Surface PEGylation of Mesoporous Silica Nanorods (MSNR): Effect on Loading, Release, and Delivery of Mitoxantrone in Hypoxic Cancer Cells

Overview

Journal Sci Rep

Specialty Science

Date 2017 May 25

PMID 28536462

Citations 15

Authors

Amit Wani

Galbokka H Layan Savithra

Ayat Abyad

Shrey Kanvinde

Jing Li

Stephanie Brock

David Oupicky

Affiliations

Soon will be listed here.

Abstract

Mesoporous silica nanomaterials show great potential to deliver chemotherapeutics for cancer treatment. The key challenges in the development of injectable mesoporous silica formulations are colloidal instability, hemolysis and inefficient drug loading and release. In this study, we evaluated the effect of PEGylation of mesoporous silica nanorods (MSNR) on hemolysis, colloidal stability, mitoxantrone (MTX) loading, in vitro MTX release, and cellular MTX delivery under hypoxic conditions. We found that PEGylation prevented dose-dependent hemolysis in the concentrations studied (0-10 mg/ml) and improved colloidal stability of MSNR. A negative effect of PEGylation on MTX loading was observed but PEGylated MSNR (PMSNR) demonstrated increased MTX release compared to non-PEGylated particles.
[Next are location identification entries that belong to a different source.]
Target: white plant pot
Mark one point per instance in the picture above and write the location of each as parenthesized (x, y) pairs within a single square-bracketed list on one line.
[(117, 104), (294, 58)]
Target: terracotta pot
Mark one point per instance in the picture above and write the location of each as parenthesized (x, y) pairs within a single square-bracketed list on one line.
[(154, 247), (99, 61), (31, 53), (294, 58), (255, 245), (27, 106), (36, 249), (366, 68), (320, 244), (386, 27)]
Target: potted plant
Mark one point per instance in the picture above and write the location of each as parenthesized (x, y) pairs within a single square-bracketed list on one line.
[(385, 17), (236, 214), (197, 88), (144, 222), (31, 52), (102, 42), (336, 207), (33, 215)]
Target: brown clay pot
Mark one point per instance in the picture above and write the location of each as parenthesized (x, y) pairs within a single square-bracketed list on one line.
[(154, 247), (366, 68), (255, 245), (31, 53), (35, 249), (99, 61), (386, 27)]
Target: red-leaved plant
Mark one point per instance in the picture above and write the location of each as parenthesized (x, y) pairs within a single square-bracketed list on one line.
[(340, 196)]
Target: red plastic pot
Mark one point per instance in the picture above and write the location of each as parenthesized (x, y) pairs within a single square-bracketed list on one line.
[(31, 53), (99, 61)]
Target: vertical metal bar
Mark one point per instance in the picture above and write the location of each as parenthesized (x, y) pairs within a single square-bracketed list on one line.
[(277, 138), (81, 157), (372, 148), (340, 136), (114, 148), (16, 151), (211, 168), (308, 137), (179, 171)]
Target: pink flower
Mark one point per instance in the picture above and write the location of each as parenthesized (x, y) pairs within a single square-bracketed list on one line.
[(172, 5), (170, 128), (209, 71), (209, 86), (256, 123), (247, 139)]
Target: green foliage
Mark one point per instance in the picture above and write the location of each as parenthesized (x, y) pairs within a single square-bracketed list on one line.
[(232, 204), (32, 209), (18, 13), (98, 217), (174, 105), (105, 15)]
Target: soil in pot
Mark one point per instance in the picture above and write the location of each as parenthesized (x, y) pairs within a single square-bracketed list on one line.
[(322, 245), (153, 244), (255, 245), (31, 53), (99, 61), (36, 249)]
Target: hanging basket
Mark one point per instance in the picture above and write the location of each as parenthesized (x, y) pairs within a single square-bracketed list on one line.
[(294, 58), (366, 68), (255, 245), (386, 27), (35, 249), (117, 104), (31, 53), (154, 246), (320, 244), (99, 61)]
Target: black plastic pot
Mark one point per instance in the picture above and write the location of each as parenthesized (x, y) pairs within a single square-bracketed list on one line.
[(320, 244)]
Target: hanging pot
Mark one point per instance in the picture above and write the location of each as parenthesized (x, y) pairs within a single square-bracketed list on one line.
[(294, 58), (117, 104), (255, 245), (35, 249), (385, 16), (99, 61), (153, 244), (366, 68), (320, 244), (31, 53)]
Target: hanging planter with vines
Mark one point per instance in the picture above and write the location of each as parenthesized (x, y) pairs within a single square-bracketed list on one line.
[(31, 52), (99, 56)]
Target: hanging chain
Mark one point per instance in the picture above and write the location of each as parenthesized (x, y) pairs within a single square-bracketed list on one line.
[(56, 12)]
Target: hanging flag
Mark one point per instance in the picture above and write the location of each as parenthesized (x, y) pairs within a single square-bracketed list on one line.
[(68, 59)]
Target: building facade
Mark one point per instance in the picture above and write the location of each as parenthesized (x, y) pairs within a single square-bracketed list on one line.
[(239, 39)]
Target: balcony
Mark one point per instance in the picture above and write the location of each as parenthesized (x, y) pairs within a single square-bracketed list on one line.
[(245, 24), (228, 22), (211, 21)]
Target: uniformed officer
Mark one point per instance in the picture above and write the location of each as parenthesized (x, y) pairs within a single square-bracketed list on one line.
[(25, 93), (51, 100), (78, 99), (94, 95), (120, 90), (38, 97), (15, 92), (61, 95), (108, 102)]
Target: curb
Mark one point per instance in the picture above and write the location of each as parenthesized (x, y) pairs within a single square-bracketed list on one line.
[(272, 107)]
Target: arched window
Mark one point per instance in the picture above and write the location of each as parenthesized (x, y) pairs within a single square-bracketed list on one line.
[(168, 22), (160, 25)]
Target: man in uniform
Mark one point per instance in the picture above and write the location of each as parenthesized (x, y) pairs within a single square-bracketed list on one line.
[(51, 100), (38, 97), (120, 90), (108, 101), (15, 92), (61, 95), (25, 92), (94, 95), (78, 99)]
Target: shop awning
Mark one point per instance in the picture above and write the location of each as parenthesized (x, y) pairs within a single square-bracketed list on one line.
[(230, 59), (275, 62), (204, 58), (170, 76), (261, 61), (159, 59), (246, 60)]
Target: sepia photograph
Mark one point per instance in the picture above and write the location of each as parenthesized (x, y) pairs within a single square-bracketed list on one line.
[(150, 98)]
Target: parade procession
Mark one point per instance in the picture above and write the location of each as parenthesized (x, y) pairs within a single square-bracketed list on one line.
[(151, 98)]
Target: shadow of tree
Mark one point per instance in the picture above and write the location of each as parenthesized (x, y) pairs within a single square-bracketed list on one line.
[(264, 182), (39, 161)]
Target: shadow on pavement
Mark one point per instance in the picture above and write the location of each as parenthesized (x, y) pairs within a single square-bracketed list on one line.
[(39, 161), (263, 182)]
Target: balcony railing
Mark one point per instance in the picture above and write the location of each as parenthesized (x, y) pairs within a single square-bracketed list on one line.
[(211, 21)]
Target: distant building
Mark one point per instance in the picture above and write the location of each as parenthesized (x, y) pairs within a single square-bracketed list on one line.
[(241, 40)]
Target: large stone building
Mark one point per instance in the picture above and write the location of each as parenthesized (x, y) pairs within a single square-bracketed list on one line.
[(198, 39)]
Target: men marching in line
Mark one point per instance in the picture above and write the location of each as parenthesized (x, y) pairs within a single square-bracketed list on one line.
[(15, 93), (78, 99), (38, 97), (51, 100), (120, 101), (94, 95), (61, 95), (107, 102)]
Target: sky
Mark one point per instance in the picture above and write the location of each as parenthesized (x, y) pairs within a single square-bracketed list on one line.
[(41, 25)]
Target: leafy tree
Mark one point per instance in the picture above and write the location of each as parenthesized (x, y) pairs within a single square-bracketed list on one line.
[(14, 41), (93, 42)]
Under hypoxic conditions, a decrease in the IC50 of MTX and MTX-loaded MSNR was observed when compared to normoxic conditions. These results showed that MSNR could deliver the chemotherapeutic agent, MTX to tumor cells and induce effective cell killing. However, the effect of PEGylation needs to be carefully studied due to the observed adverse effect on drug loading.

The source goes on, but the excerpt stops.